Squeeze Theorem Problem
I assume you meant $$\lim_{x \to \infty} \dfrac{2x^3 + \sin(x^2)}{1+x^3}$$ Note that $-1 \leq \sin(\theta) \leq 1$. Hence, we have that $$\dfrac{2x^3 - 1}{1+x^3} \leq \dfrac{2x^3 + \sin(x^2)}{1+x^3} \leq \dfrac{2x^3 + 1}{1+x^3}$$ Note that $$\dfrac{2x^3 - 1}{1+x^3} = \dfrac{2x^3 +2 -3}{1+x^3} = 2 - \dfrac3{1+x^3}$$ $$\dfrac{2x^3 + 1}{1+x^3} = \dfrac{2x^3 + 2 - 1}{1+x^3} = 2 - \dfrac1{1+x^3}$$ Hence, $$2 - \dfrac3{1+x^3} \leq \dfrac{2x^3 + \sin(x^2)}{1+x^3} \leq 2 - \dfrac1{1+x^3}$$ Can you now find the limit?
EDIT
If you want to make use of the fact that $\lim_{x \to \infty} \dfrac{\sin(x^2)}{x^3} = 0$, divide the numerator and denominator of $\dfrac{2x^3 + \sin(x^2)}{1+x^3}$ by $x^3$ to get $$\dfrac{2x^3 + \sin(x^2)}{1+x^3} = \dfrac{2 + \dfrac{\sin(x^2)}{x^3}}{1 + \dfrac1{x^3}}$$ Now make use of the fact that $\lim_{x \to \infty} \dfrac{\sin(x^2)}{x^3} = 0$ and $\lim_{x \to \infty} \dfrac1{x^3} = 0$ to get your answer.

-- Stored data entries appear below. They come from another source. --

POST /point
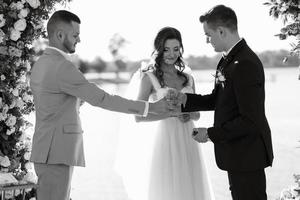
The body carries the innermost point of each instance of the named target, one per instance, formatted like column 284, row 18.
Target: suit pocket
column 72, row 129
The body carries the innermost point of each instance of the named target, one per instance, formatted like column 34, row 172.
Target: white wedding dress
column 164, row 162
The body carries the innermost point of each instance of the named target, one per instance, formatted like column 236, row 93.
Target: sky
column 138, row 21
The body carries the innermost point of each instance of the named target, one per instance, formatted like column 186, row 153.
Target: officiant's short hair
column 61, row 16
column 220, row 15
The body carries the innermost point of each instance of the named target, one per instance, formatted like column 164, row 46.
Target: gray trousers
column 54, row 181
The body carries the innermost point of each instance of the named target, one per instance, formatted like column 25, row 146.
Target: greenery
column 289, row 12
column 21, row 22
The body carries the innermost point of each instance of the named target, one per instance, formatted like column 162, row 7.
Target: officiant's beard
column 69, row 46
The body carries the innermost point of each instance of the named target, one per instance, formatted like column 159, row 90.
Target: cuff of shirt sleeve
column 146, row 109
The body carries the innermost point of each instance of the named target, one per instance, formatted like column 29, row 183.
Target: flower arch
column 21, row 23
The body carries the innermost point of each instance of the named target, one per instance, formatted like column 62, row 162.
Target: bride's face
column 171, row 51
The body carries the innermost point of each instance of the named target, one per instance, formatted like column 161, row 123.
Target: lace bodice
column 160, row 92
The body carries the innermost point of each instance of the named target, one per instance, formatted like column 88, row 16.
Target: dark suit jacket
column 241, row 134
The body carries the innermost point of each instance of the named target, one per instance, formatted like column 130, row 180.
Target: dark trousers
column 248, row 185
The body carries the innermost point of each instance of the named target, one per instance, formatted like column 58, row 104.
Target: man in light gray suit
column 57, row 88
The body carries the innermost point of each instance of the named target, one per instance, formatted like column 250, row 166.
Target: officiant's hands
column 200, row 135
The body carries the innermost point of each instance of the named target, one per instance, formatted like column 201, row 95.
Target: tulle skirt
column 161, row 161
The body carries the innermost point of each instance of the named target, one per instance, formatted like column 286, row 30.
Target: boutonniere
column 220, row 78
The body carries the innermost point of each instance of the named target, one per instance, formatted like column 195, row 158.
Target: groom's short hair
column 220, row 15
column 58, row 17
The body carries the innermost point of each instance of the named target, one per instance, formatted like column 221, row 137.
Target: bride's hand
column 184, row 117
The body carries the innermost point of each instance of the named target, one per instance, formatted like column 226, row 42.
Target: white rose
column 2, row 118
column 27, row 155
column 11, row 121
column 28, row 166
column 28, row 66
column 15, row 34
column 2, row 77
column 39, row 25
column 20, row 25
column 10, row 131
column 2, row 36
column 13, row 104
column 2, row 20
column 27, row 98
column 4, row 161
column 3, row 50
column 23, row 13
column 20, row 103
column 30, row 177
column 15, row 92
column 34, row 3
column 5, row 108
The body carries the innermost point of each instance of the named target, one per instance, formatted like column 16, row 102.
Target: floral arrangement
column 220, row 78
column 289, row 12
column 21, row 23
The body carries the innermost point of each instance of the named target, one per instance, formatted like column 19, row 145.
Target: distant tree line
column 268, row 58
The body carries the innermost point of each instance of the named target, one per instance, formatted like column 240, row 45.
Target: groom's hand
column 181, row 98
column 162, row 106
column 200, row 135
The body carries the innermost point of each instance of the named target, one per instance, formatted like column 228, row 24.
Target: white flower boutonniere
column 220, row 78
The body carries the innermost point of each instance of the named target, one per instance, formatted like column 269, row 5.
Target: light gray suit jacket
column 57, row 86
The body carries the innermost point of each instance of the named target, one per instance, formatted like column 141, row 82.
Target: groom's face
column 213, row 37
column 71, row 37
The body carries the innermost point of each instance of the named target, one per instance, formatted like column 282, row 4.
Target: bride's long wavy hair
column 162, row 36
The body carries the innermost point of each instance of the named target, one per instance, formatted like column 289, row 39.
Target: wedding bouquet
column 172, row 96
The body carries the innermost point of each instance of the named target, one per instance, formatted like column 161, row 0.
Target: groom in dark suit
column 241, row 134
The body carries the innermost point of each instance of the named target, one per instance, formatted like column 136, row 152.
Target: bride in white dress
column 175, row 169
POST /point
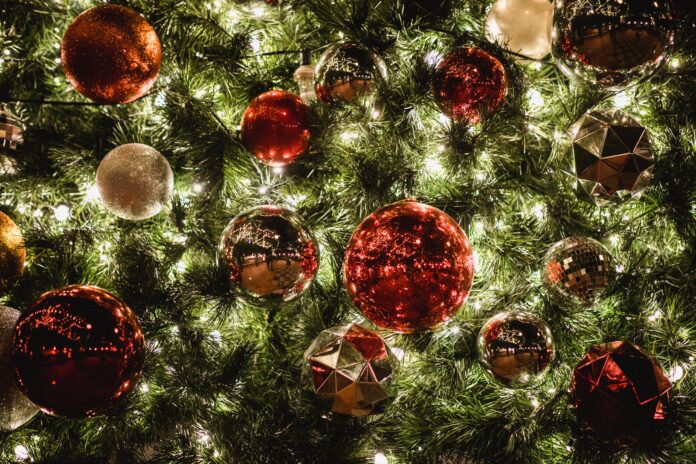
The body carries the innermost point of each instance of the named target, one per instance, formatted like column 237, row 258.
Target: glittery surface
column 269, row 253
column 408, row 267
column 351, row 366
column 346, row 72
column 276, row 127
column 135, row 181
column 612, row 154
column 515, row 347
column 77, row 350
column 619, row 392
column 15, row 408
column 12, row 253
column 111, row 54
column 577, row 271
column 612, row 41
column 466, row 80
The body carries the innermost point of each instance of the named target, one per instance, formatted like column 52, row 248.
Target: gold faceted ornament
column 612, row 155
column 352, row 366
column 12, row 253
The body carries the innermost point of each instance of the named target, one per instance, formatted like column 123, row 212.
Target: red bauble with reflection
column 276, row 127
column 408, row 267
column 620, row 393
column 468, row 80
column 77, row 350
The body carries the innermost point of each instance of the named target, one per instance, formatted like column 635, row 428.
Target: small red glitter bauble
column 275, row 127
column 111, row 54
column 467, row 80
column 408, row 267
column 77, row 350
column 620, row 392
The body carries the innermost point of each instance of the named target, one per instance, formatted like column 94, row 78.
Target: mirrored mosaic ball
column 577, row 271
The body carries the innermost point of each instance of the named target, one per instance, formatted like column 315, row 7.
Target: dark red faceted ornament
column 408, row 267
column 619, row 392
column 77, row 350
column 468, row 80
column 111, row 54
column 276, row 127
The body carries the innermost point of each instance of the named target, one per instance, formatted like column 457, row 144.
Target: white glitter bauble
column 135, row 181
column 15, row 408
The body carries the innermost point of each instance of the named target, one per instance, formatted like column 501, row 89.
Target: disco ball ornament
column 620, row 393
column 276, row 127
column 515, row 347
column 134, row 181
column 467, row 81
column 111, row 54
column 612, row 155
column 12, row 253
column 408, row 267
column 612, row 41
column 577, row 271
column 15, row 408
column 522, row 26
column 77, row 351
column 269, row 254
column 347, row 72
column 353, row 367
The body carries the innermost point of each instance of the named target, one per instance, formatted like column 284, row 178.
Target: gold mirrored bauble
column 515, row 347
column 577, row 271
column 612, row 155
column 15, row 408
column 353, row 367
column 12, row 253
column 269, row 254
column 135, row 181
column 610, row 42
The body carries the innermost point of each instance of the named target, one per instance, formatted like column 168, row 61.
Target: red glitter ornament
column 111, row 54
column 620, row 392
column 408, row 267
column 467, row 80
column 77, row 350
column 275, row 127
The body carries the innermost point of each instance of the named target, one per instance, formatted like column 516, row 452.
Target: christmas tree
column 184, row 185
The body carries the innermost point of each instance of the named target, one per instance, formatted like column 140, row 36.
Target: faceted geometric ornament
column 619, row 392
column 353, row 367
column 612, row 154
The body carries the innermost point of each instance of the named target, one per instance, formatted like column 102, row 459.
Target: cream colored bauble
column 522, row 26
column 135, row 181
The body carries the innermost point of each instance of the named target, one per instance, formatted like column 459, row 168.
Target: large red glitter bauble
column 408, row 267
column 77, row 350
column 467, row 80
column 275, row 127
column 111, row 54
column 620, row 392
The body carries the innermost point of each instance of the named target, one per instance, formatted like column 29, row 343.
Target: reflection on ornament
column 522, row 26
column 12, row 253
column 577, row 272
column 353, row 367
column 111, row 54
column 276, row 127
column 515, row 347
column 348, row 71
column 620, row 393
column 408, row 267
column 612, row 154
column 269, row 253
column 468, row 80
column 612, row 41
column 135, row 181
column 15, row 409
column 77, row 351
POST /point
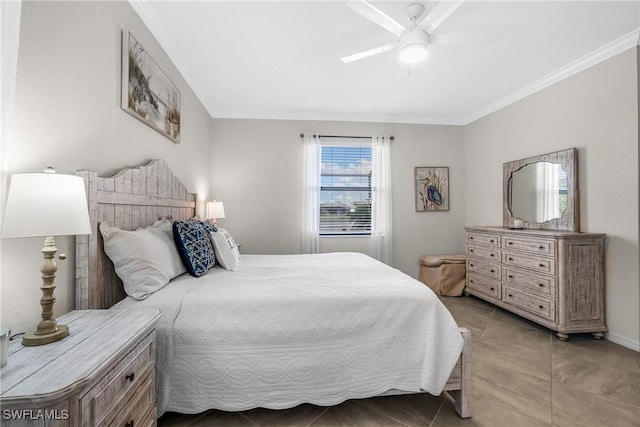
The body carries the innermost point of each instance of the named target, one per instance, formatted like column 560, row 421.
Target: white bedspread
column 287, row 329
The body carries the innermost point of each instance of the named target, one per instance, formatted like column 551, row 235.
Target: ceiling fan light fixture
column 413, row 46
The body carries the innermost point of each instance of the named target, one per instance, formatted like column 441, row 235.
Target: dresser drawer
column 484, row 239
column 480, row 252
column 484, row 285
column 537, row 283
column 540, row 306
column 541, row 265
column 534, row 246
column 120, row 385
column 140, row 407
column 484, row 268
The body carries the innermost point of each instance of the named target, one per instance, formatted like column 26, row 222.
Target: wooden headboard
column 133, row 197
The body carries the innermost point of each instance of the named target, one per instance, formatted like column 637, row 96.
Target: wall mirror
column 542, row 192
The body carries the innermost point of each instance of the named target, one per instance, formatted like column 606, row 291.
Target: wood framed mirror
column 541, row 192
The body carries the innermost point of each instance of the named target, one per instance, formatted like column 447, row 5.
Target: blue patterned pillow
column 193, row 241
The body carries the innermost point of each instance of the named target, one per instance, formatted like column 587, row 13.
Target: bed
column 281, row 330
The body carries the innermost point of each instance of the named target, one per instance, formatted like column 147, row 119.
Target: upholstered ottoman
column 445, row 274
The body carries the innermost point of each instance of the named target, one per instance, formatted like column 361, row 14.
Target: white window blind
column 345, row 190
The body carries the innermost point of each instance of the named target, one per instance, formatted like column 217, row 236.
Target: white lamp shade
column 46, row 204
column 215, row 210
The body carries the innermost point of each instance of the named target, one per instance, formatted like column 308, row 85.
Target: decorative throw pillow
column 144, row 259
column 194, row 245
column 227, row 251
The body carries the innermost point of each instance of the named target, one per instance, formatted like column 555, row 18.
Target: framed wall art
column 431, row 188
column 147, row 93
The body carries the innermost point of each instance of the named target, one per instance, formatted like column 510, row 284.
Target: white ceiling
column 280, row 60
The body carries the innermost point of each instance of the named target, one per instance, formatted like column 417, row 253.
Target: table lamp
column 46, row 204
column 214, row 211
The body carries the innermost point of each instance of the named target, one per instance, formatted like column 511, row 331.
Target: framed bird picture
column 431, row 188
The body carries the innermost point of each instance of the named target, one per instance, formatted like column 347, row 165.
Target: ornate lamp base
column 48, row 330
column 35, row 339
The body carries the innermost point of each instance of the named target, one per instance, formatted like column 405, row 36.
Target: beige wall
column 596, row 111
column 67, row 115
column 257, row 173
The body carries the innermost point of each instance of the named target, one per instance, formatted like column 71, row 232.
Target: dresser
column 102, row 374
column 554, row 278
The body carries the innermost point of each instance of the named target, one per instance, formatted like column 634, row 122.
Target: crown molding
column 605, row 52
column 145, row 11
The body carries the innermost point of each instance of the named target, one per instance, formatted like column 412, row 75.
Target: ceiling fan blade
column 442, row 11
column 367, row 53
column 375, row 15
column 450, row 39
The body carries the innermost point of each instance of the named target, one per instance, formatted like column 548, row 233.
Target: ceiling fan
column 413, row 41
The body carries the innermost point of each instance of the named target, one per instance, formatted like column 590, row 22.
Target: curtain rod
column 345, row 136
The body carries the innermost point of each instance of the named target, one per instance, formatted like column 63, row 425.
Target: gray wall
column 257, row 173
column 595, row 111
column 67, row 115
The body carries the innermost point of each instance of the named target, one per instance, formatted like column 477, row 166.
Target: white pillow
column 145, row 259
column 227, row 252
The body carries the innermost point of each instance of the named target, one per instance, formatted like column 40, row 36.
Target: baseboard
column 625, row 342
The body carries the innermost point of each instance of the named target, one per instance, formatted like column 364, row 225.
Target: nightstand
column 103, row 373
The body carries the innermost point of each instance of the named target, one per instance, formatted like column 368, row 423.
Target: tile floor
column 522, row 376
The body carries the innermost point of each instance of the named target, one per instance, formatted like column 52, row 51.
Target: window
column 345, row 190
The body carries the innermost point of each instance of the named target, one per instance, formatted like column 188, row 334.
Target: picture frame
column 431, row 188
column 147, row 92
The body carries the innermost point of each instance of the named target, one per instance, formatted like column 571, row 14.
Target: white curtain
column 381, row 236
column 311, row 194
column 548, row 192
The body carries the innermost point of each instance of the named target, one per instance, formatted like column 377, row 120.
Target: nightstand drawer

Break the function into smaller pieces:
$$\frac{2x^3+\sin x^2}{1+x^3}=\frac{2x^3}{1+x^3}+\frac{\sin x^2}{1+x^3}\;.$$
I expect that you already have tools to deal with $\lim\limits_{x\to\infty}\frac{2x^3}{1+x^3}$, and $\lim\limits_{x\to\infty}\frac{\sin x^2}{1+x^3}$ can be evaluated easily on the basis of the first part of the problem.